Don’t miss the enormity of this issue. Not only are people leaving the Church, but many are coming in and out your doors without meeting Christ. Inevitably, some will simply refuse to accept Christ no matter how evangelistically healthy a church becomes. But a large group of people, possibly tens of thousands who could be reached for Christ, are leaving the Church.

So what does this mean in my opinion? First, we need to be reaching out to those with families and who as many of us know struggle early on in our marriages with the juggling of kids, work, and other responsibilities. We need to make a special effort to let them know, at least while in the doors of the church if that is all we have, that they do not stand alone. Many of us have been where they are and in many cases still are.

Second, and for me and big one, stop the clicks and favoritism. For new people it is easily seen and observed and for the season member it just simply gets old. We must be mindful of the little things we do and say. Example: I once attended a gathering for a guest speaker, during this gathering several tables had been set up with only one being clearly marked as the speakers table. A couple whom it later was found out that had just visited the church that morning came to hear the speaker later that week at this gathering. Not knowing really anyone they came in and sat at the first table they found. No one had obviously been setting there so they took off their coats and sat down. After a short time one of the organizers of the event came by and told them that, “this table is saved, could you please find another seat.” The look in the people’s eyes said it all, shocked! They moved quietly to another table, listen to the speaker, and then quickly got out and have yet to be seen again. Now the sad thing is the organizers all sat at that table together. What was the big deal about them sitting there? Nothing, it came down to the click wanting to be together not about what was right or what Jesus would have done.

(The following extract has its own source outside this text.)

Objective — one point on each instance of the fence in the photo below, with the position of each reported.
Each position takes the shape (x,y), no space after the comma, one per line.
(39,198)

Third, we need to reach out more to the non-Christians in our churches. If like me you find it hard at times to know who is and who isn’t, ask someone who might have been there longer than you or simply go up to someone and introduce yourself. You don’t have to find out at that moment if they are a Christian or not, but began to build a relationship with them and soon you will know. We need to get the new Christians or even the non-Christians involved as soon as we can. Yes, I said non-Christians involved. Andy Stanley so clearly points out in his book Deep & Wide that getting the non-Christians involved in simple things can make a big impact on their growth towards Jesus. Yet, most churches use the same people for most of what they do. Branch out and get these people involved, they are searching that is why they are there, find a place for them to fit in!

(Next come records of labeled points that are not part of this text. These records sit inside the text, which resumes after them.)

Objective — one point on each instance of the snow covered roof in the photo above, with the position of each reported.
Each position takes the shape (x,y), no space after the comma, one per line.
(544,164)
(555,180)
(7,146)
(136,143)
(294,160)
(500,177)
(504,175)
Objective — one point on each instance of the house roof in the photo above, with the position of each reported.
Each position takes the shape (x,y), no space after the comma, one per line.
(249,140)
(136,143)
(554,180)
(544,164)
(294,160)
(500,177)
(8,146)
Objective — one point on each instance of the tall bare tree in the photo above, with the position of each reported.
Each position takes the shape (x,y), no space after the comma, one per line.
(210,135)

As you may have noted the first reason was to do with the preacher. I intentionally skipped that one and saved it for last. There is so much I could say here but I will leave it to this. People want a God fearing, Christ centered, loving man to lead them. However, they want someone approachable, not unlike them in many ways, and who can relate to their feelings, needs, and struggles. It is in my humble opinion that more often than not our well educated pastors miss that mark. Do they know the bible, yes! Can they preach the most amazing sermons you have ever heard, yes! Are they Godly men, yes! Do they relate to the people they are preaching too, in many cases, no! Just my two cents worth!